As per the Google Trends data, “ethereum merge” hit an all-time high search volume last week.
The interest in ethereum is growing at a time when ether (ETH) is charting a bullish upward trend. The second-largest crypto asset has surged 22.6% in the past two weeks to trade at $3,456, compared to bitcoin(BTC) at 12.8% ascent during the same period, according to CoinGecko data.
Billed “The Merge,” Ethereum will upgrade, and officially it will be switching over to the proof of stake consensus from the present proof of work algorithm that powers bitcoin. Both the mechanisms allow for a distributed network of participants to verify the entire blockchain transactions. However, they differ in the way they achieve consensus.
Proof of work calls for miners to expend large amounts of computational resources and energy in order to add new transactions to the blockchain, albeit more secure. Proof of stake requires validators to stake crypto assets in order to organise transactions and create new blocks in the network. Although it may not be as secure as proof of work. however, It is considered more energy-efficient and decentralised.
Finally, the “merge” is going to happen
Talks of the merge were in circulation as far back as 2015, however, many times the network upgrade had been delayed. This time around though, investor enthusiasm is evident because there is “credibility” around the news that it is actually going to happen in the second quarter of this year.
For the record, the merge was originally supposed to happen in 2016 and 2017, but there were far too many issues that ethereum had to work towards and build around to get to this point,” according to Vance Spencer, the Co-Founder of Framework Ventures. “It’s more of a redemption or resurrection moment for ethereum in that it’s really executing on the long-term roadmap that it’s set out once upon a time.”
In August last year, the network successfully executed its London hard fork. Since then, more than two million ether tokens valued at over $7 billion have been “burned,” which means that they have been removed from the total supply of ethereum, making the crypto asset a “net deflationary,” according to Spencer.
More recently, ethereum merged on the Kiln testnet, the last ever testnet merge prior to the blockchain network’s long-awaited conversion to proof of stake.
The merge has now boosted the demand for ethereum staking, which refers to the act of “locking up” one’s crypto holdings to help validate transactions on proof-of-stake blockchains in exchange for rewards in the form of tokens. Currently, more than 10 million ether tokens are staked via 320,810 validators, according to Copper Research.
What’s also creating optimism for the merge is that there is an emergence of the “fee market of ethereum,” in Spencer’s view.
“This fee market is worth billions a year to the people who are currently mining but will soon be staking to earn this,” he said. “That’s something that really wasn’t happening two or three years ago.”
Though to be sure, the gas fees for ethereum has become prohibitively expensive at times for all the users to conduct transactions on decentralised finance, non-fungible token, and metaverse platforms built on the blockchain.
Staking yields and other benefits
So what exactly will happen at the time of the merge?

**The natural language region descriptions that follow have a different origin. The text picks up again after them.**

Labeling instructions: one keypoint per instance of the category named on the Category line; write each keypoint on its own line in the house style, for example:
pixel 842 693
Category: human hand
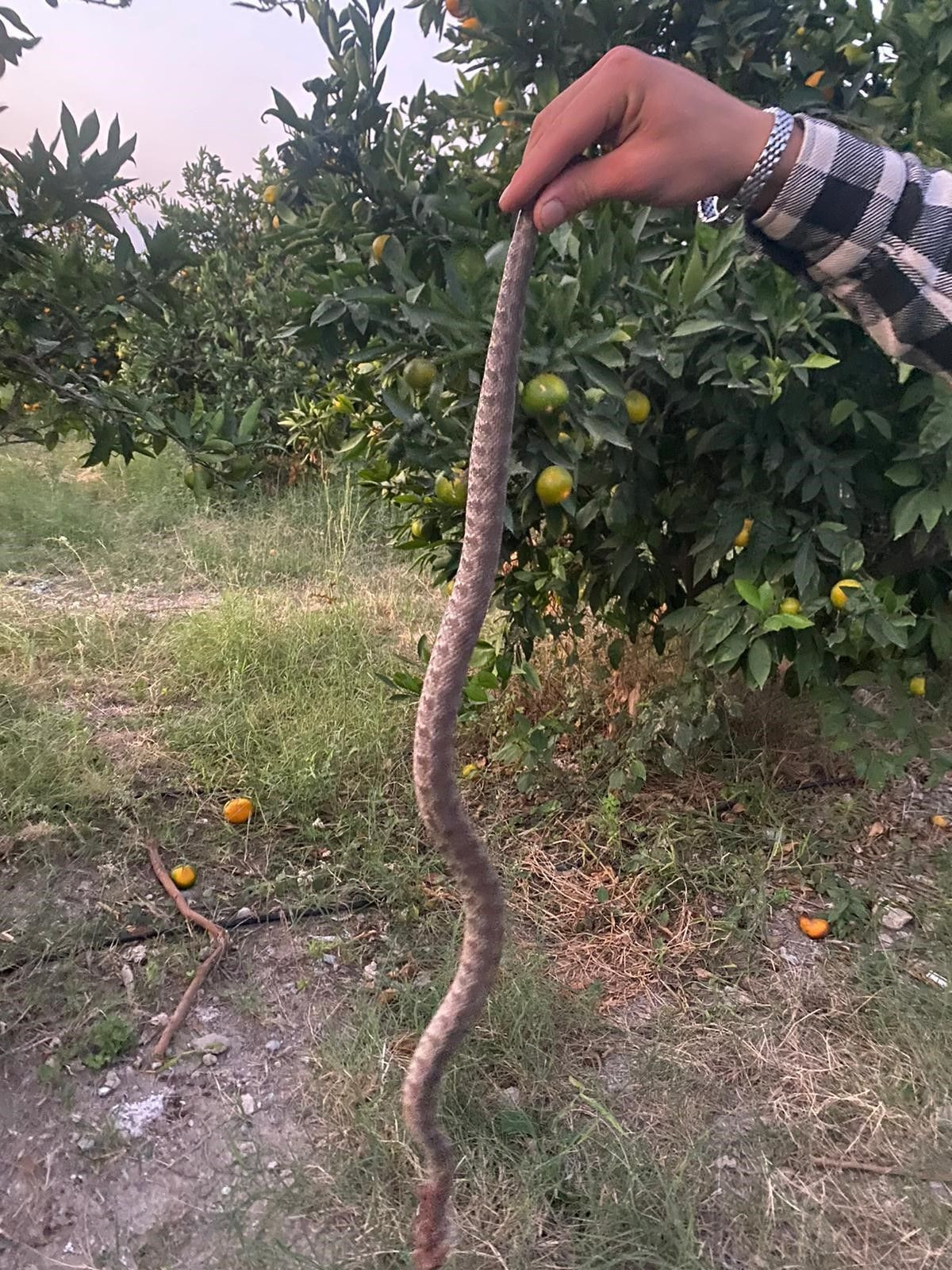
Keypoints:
pixel 673 137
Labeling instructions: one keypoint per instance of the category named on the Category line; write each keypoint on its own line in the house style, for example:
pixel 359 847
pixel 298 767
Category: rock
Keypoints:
pixel 132 1119
pixel 111 1083
pixel 211 1043
pixel 895 918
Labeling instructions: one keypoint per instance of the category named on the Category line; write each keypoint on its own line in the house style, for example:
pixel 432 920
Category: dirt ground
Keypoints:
pixel 190 1165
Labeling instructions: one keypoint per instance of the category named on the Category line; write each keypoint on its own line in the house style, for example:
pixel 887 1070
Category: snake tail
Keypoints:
pixel 438 798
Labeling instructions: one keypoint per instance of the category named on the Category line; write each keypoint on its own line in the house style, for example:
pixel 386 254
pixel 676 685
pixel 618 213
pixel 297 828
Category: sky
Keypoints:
pixel 183 74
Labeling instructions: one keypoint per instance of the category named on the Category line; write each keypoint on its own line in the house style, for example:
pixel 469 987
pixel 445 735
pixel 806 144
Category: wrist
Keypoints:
pixel 780 175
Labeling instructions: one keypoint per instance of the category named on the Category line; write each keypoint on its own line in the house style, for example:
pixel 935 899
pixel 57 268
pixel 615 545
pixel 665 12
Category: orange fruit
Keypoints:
pixel 838 594
pixel 238 810
pixel 451 493
pixel 554 486
pixel 638 406
pixel 545 394
pixel 814 927
pixel 744 535
pixel 420 374
pixel 183 876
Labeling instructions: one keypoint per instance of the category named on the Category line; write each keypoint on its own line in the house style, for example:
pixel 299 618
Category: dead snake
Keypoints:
pixel 435 768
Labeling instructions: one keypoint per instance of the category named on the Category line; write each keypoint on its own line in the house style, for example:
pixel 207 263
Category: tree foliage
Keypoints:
pixel 768 406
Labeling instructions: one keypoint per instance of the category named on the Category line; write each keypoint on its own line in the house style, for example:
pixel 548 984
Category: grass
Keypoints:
pixel 654 1080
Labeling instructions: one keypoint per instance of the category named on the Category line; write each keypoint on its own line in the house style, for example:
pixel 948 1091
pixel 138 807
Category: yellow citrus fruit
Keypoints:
pixel 854 54
pixel 420 374
pixel 451 493
pixel 183 876
pixel 554 486
pixel 816 927
pixel 238 810
pixel 638 406
pixel 744 537
pixel 838 594
pixel 545 394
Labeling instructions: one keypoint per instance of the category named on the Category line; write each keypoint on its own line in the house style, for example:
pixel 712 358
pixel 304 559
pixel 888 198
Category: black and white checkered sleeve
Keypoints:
pixel 873 229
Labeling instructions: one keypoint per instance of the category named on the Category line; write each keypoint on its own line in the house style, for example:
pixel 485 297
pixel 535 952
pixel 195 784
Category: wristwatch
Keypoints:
pixel 763 169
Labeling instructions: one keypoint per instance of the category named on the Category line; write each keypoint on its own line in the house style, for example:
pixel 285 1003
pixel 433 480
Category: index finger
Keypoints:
pixel 559 143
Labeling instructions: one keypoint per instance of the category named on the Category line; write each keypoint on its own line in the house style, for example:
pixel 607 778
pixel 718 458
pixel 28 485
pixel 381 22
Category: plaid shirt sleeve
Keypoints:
pixel 873 229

The transition has two phases,
During the first phase, the network will turn off the proof of work and instead turn on proof of stake. Subsequent to that, ether holders will transact on the whole new proof-of-stake blockchain.
“What exists after that is the stakers will be paid in ethereum instead of the miners, this means there will be about 90% of a reduction in the supply that’s paid out daily. This will also have a positive impact on the environment. This is because on the environmental side, there will be a substantial 99% decrease in carbon as well as greenhouse gas emissions.
Moreover, immediately after the initial merge, Ethereum will have two parts — the one is the staked ethereum that’s locked up in the bridge and the other is the ethereum that is still free-floating. Further, stakers cannot withdraw the staked ethereum until the old and new chains formally merge during the second phase, which is estimated to happen sometime during 2023.
As miners transition to holding onto their ether tokens to stake in order to extract staking rewards rather than immediately selling the newly minted ETH tokens for profits, the supply will substantially decrease. At the same time, demand is likely to go up as institutional investors realise the profit earning potential in the fee market for Ethereum.
Logically speaking, the supply-and-demand imbalances could result in a shooting of prices for ether as well as the post-merge staking yield of ethereum. Already, crypto analysts estimate that post-merge staking yields for ethereum could surge to between 7% to 15% from the current yield that stands at below 5%. This is because transaction fees that are currently paid to miners will go a long way toward stakers and validators.
“If annual percentage yields go up, it’s logical to think that there will be more capital that’s interested in capturing those, so there will be more ETH staked and locked up,” Spencer said.
Despite the overall positive outlook on the merge, there is also a potential risk of another delay — this could particularly happen for the second phase of the merge — thus derailing the bullish investment thesis for ether.
According to Spencer, the consensus in the industry is that the first part will happen in June, but the formal merge of the two networks is yet to have a final date.
Spencer believes, that if that gets further delayed, it just means that there’s more ethereum that are on the other side of the bridge that can’t be pulled back over, so that would aggravate any potential shortage of supply.